The UK’s Daily Mail has an article on the Japan earthquake and tsunami filed under ‘Science and Technology’. So to get the facts, naturally they sought out and interviewed seismologists, geologists, science writers, and astrologers. That’s right, astrologers, not astronomers. Because astrology is obviously a scientific discipline, like homeopathy.
In the interest of so-called journalistic objectivity, media factories like the Daily Mail and the ABC engage in ‘he-said-she-said’ reporting regardless of the competence and qualifications of those they choose to interview. This is an all too common media gimmick cynically used to create a ‘debate’ on matters where the facts are already well-established and accepted by all intelligent, informed, rational people (who can be incredibly knowledgeable on the relevant subject). Controversy sells papers and grabs eyeballs. We see this rotten trick being pulled on the evolution-vs-creationism issue, where media outlets give equal time and page space to both legitimate science and religious bollocks. “Teach the controversy” is really a euphemism for “give lies the same consideration as facts”. Ditto for vaccine safety, where the fact-deprived sputterings of anti-vaccination paranoiacs are given the same weight as statements from doctors and medical scientists.

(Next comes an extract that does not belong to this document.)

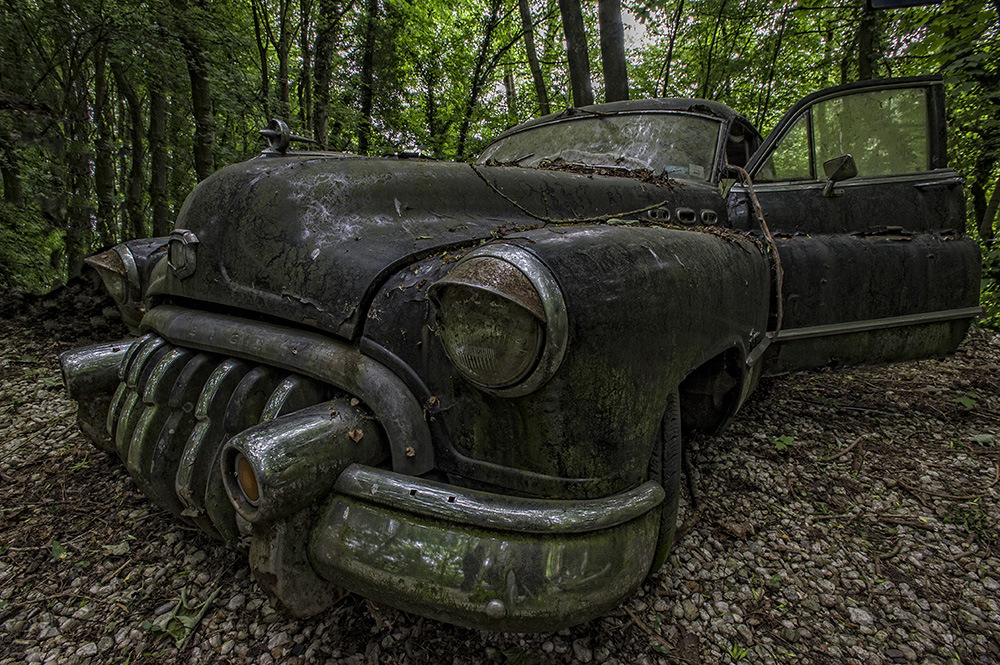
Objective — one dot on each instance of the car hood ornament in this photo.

When it comes to separating the wheat from the chaff, the media often prefer not to discriminate. Why, that’s the consumer's job! Too bad if they happen to lack the education or critical thinking skills to tell shit from gold.

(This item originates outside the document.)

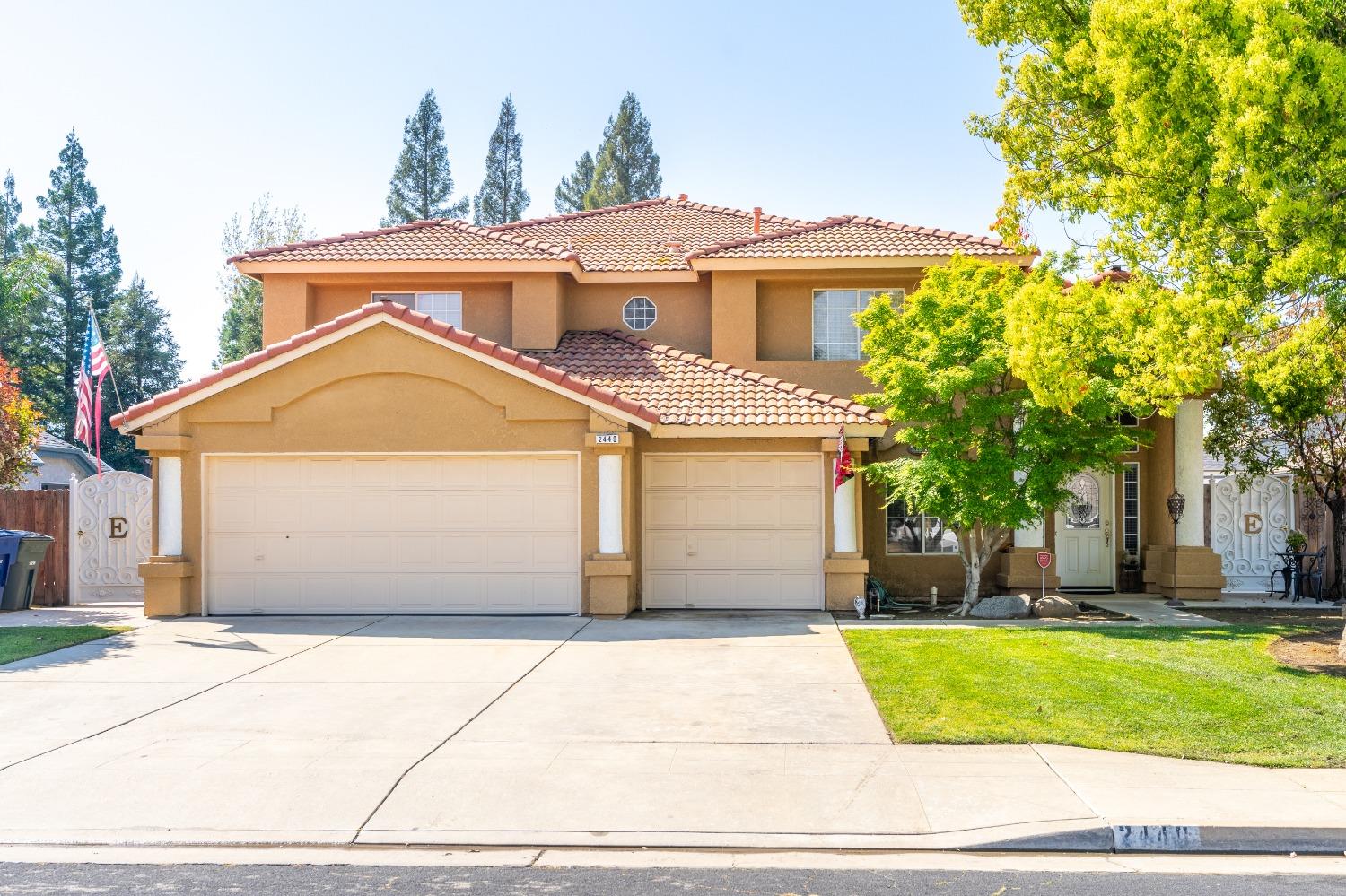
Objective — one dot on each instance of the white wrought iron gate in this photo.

I’m not going to dignify the astrologers’ delusional ravings about earthquake-causing ‘supermoons’ with a critique. For gold, not shit, read Evelyn Mervine’s highly informative Skepchick post on what really causes earthquakes, and why Japan gets so many of them. It’s even got pretty pictures and colourful maps. The best bit: not one mention of a fucking supermoon.
Hat tip to Martin at Furious Purpose.